# Endogenous growth model with externalities

I have a following model of endogenous growth where each firm has the following technology; $$y_t=AK_t^{1-\alpha} k_t^{\alpha} n_t^{1-\alpha}$$

The production function above defines an externality. I am asking you for Explaining what it is.

I also want you to write down both growth models, show that the equilibrium allocation of this model generates lower growth than optimal due to the positive externality of firm level capital accumulation by solving the centralized and competitive problems.

This model seems me very complicated. Therefore I am asking. If it has any special name or the same like that, please let me know. I will read something about this model from papers or lecture notes or problem sets.

Note: I dont want to write whole model. I just want to learn its interpretations and intuitively explanation.

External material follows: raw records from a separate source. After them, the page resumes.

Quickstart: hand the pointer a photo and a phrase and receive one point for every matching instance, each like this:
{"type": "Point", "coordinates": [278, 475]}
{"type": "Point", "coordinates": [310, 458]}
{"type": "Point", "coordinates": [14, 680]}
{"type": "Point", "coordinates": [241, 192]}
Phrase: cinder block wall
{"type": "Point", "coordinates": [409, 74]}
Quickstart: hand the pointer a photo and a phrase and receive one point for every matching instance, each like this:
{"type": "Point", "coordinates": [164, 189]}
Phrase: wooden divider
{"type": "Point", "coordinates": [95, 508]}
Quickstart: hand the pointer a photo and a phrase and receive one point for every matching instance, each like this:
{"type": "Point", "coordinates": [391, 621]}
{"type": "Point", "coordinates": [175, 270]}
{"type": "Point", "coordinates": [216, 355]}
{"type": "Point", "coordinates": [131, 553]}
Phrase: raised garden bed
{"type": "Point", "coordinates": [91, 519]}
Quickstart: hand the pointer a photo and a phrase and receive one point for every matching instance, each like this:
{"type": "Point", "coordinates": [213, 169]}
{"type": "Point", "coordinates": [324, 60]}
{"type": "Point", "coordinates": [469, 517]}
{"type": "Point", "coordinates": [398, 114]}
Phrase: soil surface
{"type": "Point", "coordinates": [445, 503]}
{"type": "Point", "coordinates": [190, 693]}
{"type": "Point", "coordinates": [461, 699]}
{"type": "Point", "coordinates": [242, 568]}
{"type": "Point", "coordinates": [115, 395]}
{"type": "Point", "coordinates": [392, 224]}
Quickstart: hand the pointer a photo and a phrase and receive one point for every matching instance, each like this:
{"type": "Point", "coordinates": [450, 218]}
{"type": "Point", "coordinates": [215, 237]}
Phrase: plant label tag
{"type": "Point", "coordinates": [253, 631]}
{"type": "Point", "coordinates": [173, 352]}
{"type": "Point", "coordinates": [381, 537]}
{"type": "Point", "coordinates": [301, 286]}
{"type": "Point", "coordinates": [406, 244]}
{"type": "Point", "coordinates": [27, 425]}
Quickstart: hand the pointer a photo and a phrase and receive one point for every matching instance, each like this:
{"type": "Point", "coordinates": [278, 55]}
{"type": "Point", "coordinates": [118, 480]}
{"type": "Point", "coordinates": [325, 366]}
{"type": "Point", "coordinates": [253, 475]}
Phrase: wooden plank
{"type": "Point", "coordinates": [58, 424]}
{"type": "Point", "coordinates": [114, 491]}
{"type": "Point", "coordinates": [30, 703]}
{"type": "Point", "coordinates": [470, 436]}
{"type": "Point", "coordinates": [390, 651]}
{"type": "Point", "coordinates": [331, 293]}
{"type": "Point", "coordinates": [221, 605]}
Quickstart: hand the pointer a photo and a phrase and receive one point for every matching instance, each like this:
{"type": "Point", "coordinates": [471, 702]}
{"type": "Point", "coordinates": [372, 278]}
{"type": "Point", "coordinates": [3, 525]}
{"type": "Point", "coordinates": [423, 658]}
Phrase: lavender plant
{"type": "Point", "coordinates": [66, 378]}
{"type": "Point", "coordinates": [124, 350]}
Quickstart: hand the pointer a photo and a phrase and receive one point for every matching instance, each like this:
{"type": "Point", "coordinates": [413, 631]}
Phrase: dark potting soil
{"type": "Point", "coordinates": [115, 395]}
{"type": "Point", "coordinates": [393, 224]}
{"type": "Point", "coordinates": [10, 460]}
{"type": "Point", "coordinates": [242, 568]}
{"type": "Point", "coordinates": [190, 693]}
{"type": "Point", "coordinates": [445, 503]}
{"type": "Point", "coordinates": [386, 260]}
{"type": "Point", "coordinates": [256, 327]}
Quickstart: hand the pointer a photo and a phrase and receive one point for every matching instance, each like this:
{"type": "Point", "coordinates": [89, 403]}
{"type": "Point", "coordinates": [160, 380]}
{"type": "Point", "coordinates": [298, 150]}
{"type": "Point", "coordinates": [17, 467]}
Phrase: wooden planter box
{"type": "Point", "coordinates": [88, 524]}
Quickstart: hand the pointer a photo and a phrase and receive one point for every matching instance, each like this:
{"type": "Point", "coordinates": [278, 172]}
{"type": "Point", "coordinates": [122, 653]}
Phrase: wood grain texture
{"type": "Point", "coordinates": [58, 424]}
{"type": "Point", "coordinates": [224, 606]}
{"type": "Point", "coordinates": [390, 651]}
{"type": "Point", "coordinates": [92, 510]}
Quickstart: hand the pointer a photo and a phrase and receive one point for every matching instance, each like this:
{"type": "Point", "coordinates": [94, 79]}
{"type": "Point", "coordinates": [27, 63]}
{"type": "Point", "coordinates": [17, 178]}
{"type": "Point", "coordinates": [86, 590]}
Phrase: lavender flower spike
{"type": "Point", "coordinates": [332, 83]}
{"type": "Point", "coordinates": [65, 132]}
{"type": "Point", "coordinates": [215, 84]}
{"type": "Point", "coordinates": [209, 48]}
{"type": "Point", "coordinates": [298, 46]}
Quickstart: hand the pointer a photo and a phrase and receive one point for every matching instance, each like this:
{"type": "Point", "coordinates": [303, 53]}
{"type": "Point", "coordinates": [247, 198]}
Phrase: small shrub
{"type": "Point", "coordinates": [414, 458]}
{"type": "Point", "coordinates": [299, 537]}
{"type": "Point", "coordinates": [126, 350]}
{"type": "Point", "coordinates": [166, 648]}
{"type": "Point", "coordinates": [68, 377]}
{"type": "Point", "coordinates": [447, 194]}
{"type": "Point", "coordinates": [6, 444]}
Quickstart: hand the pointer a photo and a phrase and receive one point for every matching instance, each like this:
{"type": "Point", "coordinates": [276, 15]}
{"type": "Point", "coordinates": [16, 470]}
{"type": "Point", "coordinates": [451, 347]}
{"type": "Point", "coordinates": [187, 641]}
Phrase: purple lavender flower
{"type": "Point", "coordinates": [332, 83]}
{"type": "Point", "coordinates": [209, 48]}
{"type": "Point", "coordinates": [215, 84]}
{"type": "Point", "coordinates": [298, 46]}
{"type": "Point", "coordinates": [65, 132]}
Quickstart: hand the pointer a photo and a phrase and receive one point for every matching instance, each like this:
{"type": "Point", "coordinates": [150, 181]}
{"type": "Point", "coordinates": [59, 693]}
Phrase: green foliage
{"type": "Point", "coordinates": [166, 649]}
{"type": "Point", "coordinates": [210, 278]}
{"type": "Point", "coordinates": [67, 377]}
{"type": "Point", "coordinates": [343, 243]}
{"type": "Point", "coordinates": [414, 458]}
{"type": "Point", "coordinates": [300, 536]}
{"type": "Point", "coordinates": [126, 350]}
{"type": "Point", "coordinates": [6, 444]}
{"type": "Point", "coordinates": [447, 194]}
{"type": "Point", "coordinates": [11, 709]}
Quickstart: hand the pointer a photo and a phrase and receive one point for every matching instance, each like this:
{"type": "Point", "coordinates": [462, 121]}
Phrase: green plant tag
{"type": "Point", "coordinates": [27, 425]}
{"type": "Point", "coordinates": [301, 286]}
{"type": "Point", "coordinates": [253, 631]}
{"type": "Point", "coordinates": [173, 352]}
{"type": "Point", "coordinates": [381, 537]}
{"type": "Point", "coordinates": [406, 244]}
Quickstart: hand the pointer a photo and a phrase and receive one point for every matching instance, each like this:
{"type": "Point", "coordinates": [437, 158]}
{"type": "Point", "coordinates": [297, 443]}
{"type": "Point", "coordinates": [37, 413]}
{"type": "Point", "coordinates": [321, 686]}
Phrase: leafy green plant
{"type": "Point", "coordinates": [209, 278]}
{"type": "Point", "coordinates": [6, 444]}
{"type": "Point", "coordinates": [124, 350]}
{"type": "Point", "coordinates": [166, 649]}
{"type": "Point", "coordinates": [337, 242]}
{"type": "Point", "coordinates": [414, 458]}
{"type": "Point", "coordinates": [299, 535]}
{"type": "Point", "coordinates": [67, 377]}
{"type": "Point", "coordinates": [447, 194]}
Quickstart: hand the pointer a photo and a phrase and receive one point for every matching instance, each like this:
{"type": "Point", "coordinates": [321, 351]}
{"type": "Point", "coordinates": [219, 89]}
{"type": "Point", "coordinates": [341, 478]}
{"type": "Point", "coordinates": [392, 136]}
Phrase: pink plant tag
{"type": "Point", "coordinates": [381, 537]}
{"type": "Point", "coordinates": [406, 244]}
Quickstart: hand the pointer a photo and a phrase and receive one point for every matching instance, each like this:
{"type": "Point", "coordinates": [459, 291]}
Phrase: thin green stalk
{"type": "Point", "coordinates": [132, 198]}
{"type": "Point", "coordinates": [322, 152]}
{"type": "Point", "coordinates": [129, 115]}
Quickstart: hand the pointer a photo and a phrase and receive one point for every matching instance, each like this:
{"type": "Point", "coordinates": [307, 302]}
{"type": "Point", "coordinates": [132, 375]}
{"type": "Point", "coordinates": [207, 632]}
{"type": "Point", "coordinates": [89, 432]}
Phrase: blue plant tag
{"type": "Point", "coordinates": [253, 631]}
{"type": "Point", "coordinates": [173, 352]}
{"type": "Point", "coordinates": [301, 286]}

• Your question is very unclear. Endogenous growth model is a very large genre, you cannot simply write down a production function and ask for others to write the whole model. Jul 23, 2022 at 13:49
• No no I dont want to write whole model. I just want to learn its interpretation and intiutively explanation. I will add this note. Thank you. @Alalalalaki Jul 23, 2022 at 14:57

Essentially, a firm maximizes the following problem: $$\max_{k_t,n_t} \; A K_t^{1-\alpha}k_t^\alpha n_t^{1-\alpha} - w_tn_t - r_t k_t$$ That is, their production depends on average capital in the economy $$K_t$$, and while in equilibrium (of a representative agent economy) we will have $$k_t = K_t$$, they do not believe they have any influence over this.
However, an optimal social planner knows this and would maximize: $$\max_{k_t,n_t} \; A k_t n_t^{1-\alpha} - w_tn_t - r_t k_t$$
After you solve the firms problem, the household's maximization problem, and use the market clearing conditions, you will find that $$k_t < k^*$$ (where $$k^*$$ is the $$k_t$$ the planner would choose). That is, firms will choose inefficiently low capital ($$k_t$$) because the positive effect of choosing more capital has on the average capital in the economy ($$K_t$$) is not priced in.